Two-pilot glider team sets altitude record
An engineless glider has been flown at a record altitude of 52,172ft (15.9km).
The aircraft's two pilots achieved the feat in the skies above Argentina's Patagonia region.
The height represented a 3% gain over a record set in 2006 by other members of the same Perlan Project team.
The adventurers took advantage of polar winds to help lift their carbon fibre-based vehicle high into the stratosphere. However, their ultimate goal is to surpass 90,000ft.
"We will continue... our scientific experiments to explore the mysteries of the stratosphere," said the project's chief executive, Ed Warnock, after the glider had safely landed on Sunday.
"We've made history, but the learning has just begun."
The flight was not only the Perlan 2's highest, but also its longest and coldest.
The glider stayed airborne for about six hours and 35 minutes - holding its altitude at times to steer clear of commercial planes - and faced temperatures as low as -68C (-90F).
This helped cause the sole glitch of the day - a deflated tyre, which did not cause a problem and was discovered only on touchdown.
The project's main sponsor is the European aerospace company Airbus.
The Perlan 2 glider involved is described as a "pressurised sailplane", which can handle air density - the mass of air divided by its volume - of less than 2% its sea level reading.
The pressurised aircraft weighs 1,800lb (816kg) - about the same as the original VW Beetle car - and has specially designed wings spanning 84ft that cope better with higher altitudes than lower ones.
In theory, the wings can handle the kind of wind speeds found at 91,000ft, but no higher.

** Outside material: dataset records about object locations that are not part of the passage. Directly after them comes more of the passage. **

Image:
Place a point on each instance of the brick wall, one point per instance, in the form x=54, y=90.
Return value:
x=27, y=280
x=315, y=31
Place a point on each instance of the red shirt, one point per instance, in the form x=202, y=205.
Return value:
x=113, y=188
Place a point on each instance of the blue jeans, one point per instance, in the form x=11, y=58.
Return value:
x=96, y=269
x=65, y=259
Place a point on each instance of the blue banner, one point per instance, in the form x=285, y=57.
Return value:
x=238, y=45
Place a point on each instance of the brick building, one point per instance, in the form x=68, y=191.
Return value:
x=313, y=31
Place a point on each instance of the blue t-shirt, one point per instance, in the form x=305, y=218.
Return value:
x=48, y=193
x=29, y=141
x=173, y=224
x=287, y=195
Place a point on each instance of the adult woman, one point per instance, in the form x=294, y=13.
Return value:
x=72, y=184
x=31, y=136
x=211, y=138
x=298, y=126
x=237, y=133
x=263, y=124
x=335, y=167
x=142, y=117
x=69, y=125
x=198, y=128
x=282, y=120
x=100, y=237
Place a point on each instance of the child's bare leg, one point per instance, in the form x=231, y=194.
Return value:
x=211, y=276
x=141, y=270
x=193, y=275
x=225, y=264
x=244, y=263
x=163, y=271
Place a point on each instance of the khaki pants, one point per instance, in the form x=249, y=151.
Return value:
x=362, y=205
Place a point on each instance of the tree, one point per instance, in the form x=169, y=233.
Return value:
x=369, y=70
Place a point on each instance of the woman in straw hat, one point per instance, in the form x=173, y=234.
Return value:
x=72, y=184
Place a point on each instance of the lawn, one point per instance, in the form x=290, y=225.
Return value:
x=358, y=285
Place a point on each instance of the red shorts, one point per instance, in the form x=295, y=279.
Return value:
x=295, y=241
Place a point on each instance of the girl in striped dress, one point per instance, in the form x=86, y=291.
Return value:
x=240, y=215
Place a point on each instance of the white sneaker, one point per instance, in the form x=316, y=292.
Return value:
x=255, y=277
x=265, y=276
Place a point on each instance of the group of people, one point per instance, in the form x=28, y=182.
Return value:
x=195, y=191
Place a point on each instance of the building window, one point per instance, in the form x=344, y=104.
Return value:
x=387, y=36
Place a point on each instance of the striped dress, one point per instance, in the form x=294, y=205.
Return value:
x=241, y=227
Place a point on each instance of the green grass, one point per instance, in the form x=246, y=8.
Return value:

In addition to the two pilots - Jim Payne and Morgan Sandercock - the glider also carried a life-support system, parachutes and scientific equipment.
"Some of the things they can do measuring ozone depletion is unique," said Stephen Trimble, a journalist from Flightglobal, who recently spent time with the project in Argentina.
"Because they don't have engines, their measurements are not tainted by their own emissions.
"But if you talk to those guys, what you have is a group of aeronautical adventurers who are trying to do something no-one else has done before, which is extremely difficult and quite a bit dangerous."
The record-setting flight took place near to El Calafate - a town by a large lake and the Andes mountains, near the base of Argentina - and took advantage of two meteorological phenomena that rarely coincide.
The first was wind currents coming over the Andes that create a type of wave-like effect. By riding the waves to their peaks, the pilots were able to get to about 30,000-40,000ft.
The second factor was the south pole's polar vortex.
This is a low pressure zone that rotates clockwise around Antarctica.
During South America's winter months - which are at the opposite time of the year to the northern hemisphere's - the vortex throws off a polar-night jet stream, which spills northwards under some conditions.
This can take an aircraft up to heights of 120,000ft, assuming that its wings and fuselage can cope.
"They would like to take it as high as they can," Mr Trimble told the BBC.
"Groups like Perlan and some of the other Silicon Valley-funded projects are really trying to bring back the spirit of aeronautical adventurism that aviation was known for, in a way we haven't seen for a long time."